Did you know, the average office worker uses 10,000 sheets of copy paper each year?  What about the fact that the United States has less than five percent of the world’s population, yet consumes 30 percent of the world’s paper? The U.S. EPA estimates that paper and paperboard account for almost 40 percent of our garbage. A large amount of this waste can be prevented by implementing a workplace plan to reduce waste. Here are some helpful tips in creating a greener office environment:

  • Print double sided documents
  • Send any company communications through email only, or post to bulletin board
  • Use economy print settings on printers and copiers
  • Use personal mugs instead of paper cups
  • Purchase products with the maximum post-consumer recycled content available
  • Purchase refillable ink cartridges
  • Order office supplies in bulk to reduce packaging
  • Buy paper that is produced by a company with a stated commitment to environmental stewardship and minimizing ecological impacts while ensuring long-term sustainable production.
  • Purchase and specify post-consumer recycled content papers. This helps expand the recycling market and assure recycling programs stay viable and effective. It also closes the loop by diverting waste from landfills and incinerators.
  • Keep your mailing list updated.
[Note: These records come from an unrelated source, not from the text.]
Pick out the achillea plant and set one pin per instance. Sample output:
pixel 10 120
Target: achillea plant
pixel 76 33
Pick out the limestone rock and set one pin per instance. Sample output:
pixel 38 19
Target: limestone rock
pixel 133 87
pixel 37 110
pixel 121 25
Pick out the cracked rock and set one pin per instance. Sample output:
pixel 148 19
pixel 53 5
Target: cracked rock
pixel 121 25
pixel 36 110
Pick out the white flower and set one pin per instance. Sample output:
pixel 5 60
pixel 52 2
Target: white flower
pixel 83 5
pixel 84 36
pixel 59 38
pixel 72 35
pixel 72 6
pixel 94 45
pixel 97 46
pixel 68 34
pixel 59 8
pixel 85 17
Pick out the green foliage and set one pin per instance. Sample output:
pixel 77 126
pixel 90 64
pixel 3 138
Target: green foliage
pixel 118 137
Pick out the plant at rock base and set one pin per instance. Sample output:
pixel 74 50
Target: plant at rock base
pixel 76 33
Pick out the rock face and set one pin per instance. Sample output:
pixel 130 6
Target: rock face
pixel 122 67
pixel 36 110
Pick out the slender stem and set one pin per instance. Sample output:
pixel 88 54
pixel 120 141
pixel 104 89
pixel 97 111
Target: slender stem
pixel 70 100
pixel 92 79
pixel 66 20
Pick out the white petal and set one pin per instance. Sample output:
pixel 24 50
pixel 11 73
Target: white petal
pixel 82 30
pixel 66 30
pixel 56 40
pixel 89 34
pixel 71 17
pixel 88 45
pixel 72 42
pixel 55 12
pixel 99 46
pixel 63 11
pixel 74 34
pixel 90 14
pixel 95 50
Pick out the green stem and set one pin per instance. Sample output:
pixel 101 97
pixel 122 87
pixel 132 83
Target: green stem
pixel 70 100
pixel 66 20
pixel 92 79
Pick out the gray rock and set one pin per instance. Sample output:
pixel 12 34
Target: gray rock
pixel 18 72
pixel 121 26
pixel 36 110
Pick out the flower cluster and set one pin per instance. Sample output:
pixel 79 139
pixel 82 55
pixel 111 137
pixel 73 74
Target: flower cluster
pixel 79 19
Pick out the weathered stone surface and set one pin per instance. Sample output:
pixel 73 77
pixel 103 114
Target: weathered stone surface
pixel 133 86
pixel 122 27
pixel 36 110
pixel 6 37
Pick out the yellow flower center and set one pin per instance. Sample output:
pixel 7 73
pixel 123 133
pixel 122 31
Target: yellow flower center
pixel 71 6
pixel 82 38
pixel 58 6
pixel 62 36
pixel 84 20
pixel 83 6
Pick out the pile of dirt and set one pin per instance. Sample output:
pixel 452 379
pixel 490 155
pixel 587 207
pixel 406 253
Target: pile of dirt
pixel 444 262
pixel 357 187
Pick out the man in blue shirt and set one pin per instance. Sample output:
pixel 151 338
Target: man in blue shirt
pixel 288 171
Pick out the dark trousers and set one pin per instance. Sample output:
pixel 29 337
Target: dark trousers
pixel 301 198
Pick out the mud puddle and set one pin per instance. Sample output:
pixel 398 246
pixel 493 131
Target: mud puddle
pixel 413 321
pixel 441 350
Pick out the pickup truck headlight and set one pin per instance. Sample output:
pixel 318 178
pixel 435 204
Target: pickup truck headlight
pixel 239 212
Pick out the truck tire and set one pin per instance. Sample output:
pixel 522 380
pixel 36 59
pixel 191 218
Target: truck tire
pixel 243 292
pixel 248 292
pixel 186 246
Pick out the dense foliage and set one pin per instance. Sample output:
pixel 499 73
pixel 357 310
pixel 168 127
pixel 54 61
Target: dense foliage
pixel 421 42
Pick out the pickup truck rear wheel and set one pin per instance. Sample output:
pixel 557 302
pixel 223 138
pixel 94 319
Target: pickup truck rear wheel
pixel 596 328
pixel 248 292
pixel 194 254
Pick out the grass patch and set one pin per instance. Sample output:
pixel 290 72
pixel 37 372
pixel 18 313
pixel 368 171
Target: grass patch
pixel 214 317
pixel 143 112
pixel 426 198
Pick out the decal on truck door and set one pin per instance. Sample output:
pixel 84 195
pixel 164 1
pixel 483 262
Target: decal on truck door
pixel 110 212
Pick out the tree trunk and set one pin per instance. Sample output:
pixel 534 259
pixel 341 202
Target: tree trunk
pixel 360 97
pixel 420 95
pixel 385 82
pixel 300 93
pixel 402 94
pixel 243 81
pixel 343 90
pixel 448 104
Evaluate your data, delete duplicates, remove those who have requested to be off, and target your mailings to specific audiences.
  • Reuse packing material whenever possible.
  • Use less paper – go digital whenever posible
  • Invest in rechargable batteries
  • Unsubscribe from junk mail sent to the office
  • Use a dual stream recycling system— separate plastic, glass, metal and paper products.


If you haven’t already downloaded our Office Recycling Checklist, you can find it here.

A small investment in planning and maintaining an office recycling program will make you, your employees and your clients feel better about having a positive impact on the environment.